Your feedback on tourism is heard. Discussions about approach are continuous. If you believe we’re failing to execute the simple and obvious, zoom out. The potential outcomes are daunting. I believe a measured response to data remains our best path.

ARCHEOLOGISTS are in the news saying that the first humans many have reached the Americas 15,000 years earlier than previously thought. The speculation is always interesting, but for all anyone really knows God kick-started the old whirlygig. Seriously, didn't you suspect the old land bridge-from-Alaska was unlikely? Footing it from Asia and on down to Tierra del Fuego? Not likely. Of course some scholars think groups of sturdy immigrants may have sailed to the Americas, but in the same study will point to arrowheads and grinding stones as they insist these cultures were "primitive." Sailing here from another continent wasn't a primitive exercise. A glance at Mendocino County in, say, 1910, and a whole bunch of little towns have since disappeared, leaving no trace. Hop Flat on the Navarro, for instance: Hotel, telephone exchange, post office, and even a rail extension. Less than a hundred years later, gone. Thirty thousand years ago? Who can know?

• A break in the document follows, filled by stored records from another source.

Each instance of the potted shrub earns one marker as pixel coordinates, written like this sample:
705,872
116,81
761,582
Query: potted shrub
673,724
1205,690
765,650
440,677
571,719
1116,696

KATHY RAPP: "I want to know who the creep is that ripped up the beautiful sunflower growing at the elementary school? It was beautiful, growing out of nothing, but strong, majestic, as if it was there to welcome back the students...WHY?"

One Response to "Valley People (July 29, 2020)"

  1. George Dorner   August 1, 2020 at 10:11 am

    Vietnam has had no covid deaths. So how can an impoverished third world country deal with the pandemic better than us?